Adventures in photographic methodologies, part I
Comments Published by Don Goodman-Wilson September 14th, 2006 in EssaysI have an enlarger, and even something of a primitive dark room now. I’m very excited. A couple of weeks ago I sat down and fumbled my way through my first prints, and I discovered something: the light meter in my camera sometimes tells little fibs. Sometimes the light meter in my camera tells whopping lies. Many of my favorite negatives, I have discovered, look something like this: good subject, good lighting, good composition, crap exposure. Usually, there isn’t enough contrast between the blacks and the whites—they’re a sort of flat grey with some detail (I’ll post an example shortly to demonstrate what I’m talking about). Sometimes they’re just dark. Sometimes (though rarely) they’re just bright.
My first thought was simply that I did not know how to make a print. That thought faded pretty quickly, not because I am confident in my skill, but because hours of trial-and-error on one particular negative gave me nothing but a freakin’ Dektol headache. Next potential culprit: the light meter (or my reliance on it) So I started reading about exposure. Turns out, I didn’t know the first thing about how to set the exposure on my camera.
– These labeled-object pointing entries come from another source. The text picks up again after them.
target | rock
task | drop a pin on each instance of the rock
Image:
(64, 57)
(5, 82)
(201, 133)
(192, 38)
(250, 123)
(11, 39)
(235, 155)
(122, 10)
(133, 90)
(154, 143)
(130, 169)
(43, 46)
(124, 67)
The first thing I learned: ignore the built-in light meter. This may not apply to your camera, but it certainly applies my 1976 Pentax MX. It’s not that the meter is inaccurate or imprecise: Far from it. It’s just the way that it works. Most light meters average together the brightness of all or nearly all of the frame (my MX uses a weighted average, biased towards the center of the frame). The idea is simple enough: In an average frame, there will be equal amounts of bright and dark and they will be evenly distributed over the frame. If this is true, then we should choose an exposure that renders the average as middle grey. In so doing, this choice of expsure ensures that the bright areas render brighter than middle grey and the dark areas darker than middle gray. Great—but wrong.
Exercise for the reader: What are the implications of using this method of determining exposure?